# vectors

#### veronica1999

##### Member
Show that there are at least two ways to calculate the angle formed by the vectors [cos 19, sin 19] and [cos 54, sin 54].

1) I can draw a unit circle and easily see that the angle is 35.

2) Change the values to decimals and use the law of cosines.
(Tried this but the calculation was a bit messy)

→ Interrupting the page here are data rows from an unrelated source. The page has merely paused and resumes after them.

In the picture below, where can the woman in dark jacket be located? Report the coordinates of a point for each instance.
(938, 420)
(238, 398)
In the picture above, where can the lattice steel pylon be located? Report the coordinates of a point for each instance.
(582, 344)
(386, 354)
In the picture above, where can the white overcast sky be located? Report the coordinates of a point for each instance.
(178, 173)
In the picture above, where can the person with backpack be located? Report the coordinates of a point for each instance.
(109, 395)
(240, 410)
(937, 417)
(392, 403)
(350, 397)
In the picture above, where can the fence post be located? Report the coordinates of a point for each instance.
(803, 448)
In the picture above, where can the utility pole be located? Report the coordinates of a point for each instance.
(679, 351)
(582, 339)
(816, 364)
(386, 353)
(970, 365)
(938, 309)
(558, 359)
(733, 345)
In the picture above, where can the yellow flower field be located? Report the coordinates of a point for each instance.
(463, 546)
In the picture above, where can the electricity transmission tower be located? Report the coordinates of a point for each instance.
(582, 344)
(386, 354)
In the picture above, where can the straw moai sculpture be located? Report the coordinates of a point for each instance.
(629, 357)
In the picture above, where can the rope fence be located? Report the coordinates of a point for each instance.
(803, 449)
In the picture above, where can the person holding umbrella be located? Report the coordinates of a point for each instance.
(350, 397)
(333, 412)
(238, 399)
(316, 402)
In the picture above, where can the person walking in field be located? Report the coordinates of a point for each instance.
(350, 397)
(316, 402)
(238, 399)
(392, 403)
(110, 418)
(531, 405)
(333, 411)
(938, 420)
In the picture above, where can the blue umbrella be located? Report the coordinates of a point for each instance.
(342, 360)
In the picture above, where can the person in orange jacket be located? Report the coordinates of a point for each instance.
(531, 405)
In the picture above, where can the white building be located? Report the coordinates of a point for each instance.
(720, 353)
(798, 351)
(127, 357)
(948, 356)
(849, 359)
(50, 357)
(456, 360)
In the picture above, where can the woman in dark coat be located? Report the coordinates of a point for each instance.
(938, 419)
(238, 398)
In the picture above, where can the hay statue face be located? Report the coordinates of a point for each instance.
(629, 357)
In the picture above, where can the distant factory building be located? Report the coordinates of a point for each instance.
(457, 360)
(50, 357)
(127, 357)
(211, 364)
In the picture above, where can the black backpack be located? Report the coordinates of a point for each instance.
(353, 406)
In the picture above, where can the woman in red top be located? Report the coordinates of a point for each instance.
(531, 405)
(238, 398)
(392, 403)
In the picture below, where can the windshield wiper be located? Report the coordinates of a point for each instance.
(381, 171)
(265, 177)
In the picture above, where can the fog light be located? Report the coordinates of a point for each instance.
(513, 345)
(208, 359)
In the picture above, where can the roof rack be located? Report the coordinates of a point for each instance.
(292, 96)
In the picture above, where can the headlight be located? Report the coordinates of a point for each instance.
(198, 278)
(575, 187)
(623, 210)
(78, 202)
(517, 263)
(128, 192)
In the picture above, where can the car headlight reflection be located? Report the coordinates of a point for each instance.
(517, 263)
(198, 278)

or use cos(theta) = uv/ lullvl

3) Use dot product and get the equation for
cos(54-19) = cos54cos19 + sin54sin19

Did my answers get the point of the problem?

#### Reckoner

##### Member
Did my answers get the point of the problem?
I think so. The two simplest ways that I can think of would be:

1. Recognize that $$\langle\cos\theta, \sin\theta\rangle$$ is a unit vector with direction $$\theta$$ relative to the positive $$x$$-axis. So $$\langle\cos19^\circ, \sin19^\circ\rangle$$ makes an angle of $$19^\circ$$ with the $$x$$-axis, and $$\langle\cos54^\circ, \sin54^\circ\rangle$$ makes an angle of $$54^\circ$$. Taking the difference between the two angles, we get $$35^\circ$$ as the angle between the two vectors.

2. Using the formula for the angle $$\theta$$ between two vectors $$\mathbf u$$ and $$\mathbf v$$ gives

$\cos\theta = \frac{\mathbf u\cdot\mathbf v}{\|\mathbf u\|\|\mathbf v\|}$

$\Rightarrow\cos\theta = \cos19^\circ\cos54^\circ + \sin19^\circ\sin54^\circ$

$\Rightarrow\cos\theta = \cos35^\circ$

So $$\theta = 35^\circ$$.

#### Ackbach

##### Indicium Physicus
Staff member
Another method would be to increase the dimension by one, and use the cross product. In three dimensions, the cross product and the dot product each give you a distinct way to compute the angle between two vectors.